Генри Олди - Пленник железной горы
Ладно, речь не о нас, речь о дяде Сарыне.
Это ж как дядя Сарын тетю Сабию любит, а? Как любит, если ради нее от грозного облика отказался! Я бы на его месте с утра до вечера Первым Человеком ходил. И он бы ходил – я же видел, ему нравится. Нет, не ходит. Стареет, болеет, о колыбели заговаривать начал. Я сперва решил: в детство впал, бедолага. Мне тетя Сабия объяснила: среди трех колыбелей Елю-Чёркёчёх есть молодильная. Ляжешь бабушкой, встанешь правнучкой. Если, конечно, по уму ложиться, с толком. Они с дядей Сарыном там уже лежали, вдвоем в одной колыбельке. Тут я засмущался и расспросы прекратил.

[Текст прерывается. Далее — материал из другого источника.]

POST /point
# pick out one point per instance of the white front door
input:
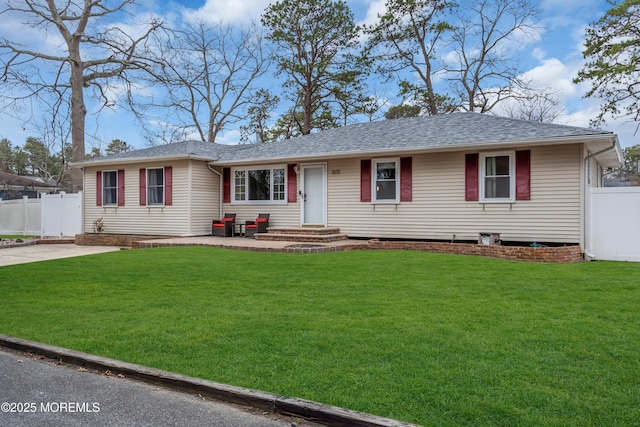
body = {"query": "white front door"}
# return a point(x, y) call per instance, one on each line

Плюнул бы Сарын-тойон на колыбель, вышел бы из дома Первым Человеком раз и навсегда – и болезни бы удрали, и годы с плеч свалились! Первый Человек только с виду старик, а на деле – ого-го! Он бы – ого-го, а тетя Сабия бы моей мамой стала, или кузнечихой. Подмял бы ее дядя Сарын, как лесной дед олененка-тонконожку. Он бы!.. она бы… Я бы объяснил лучше, да слов у меня маловато. Ничего, вы и так разберетесь.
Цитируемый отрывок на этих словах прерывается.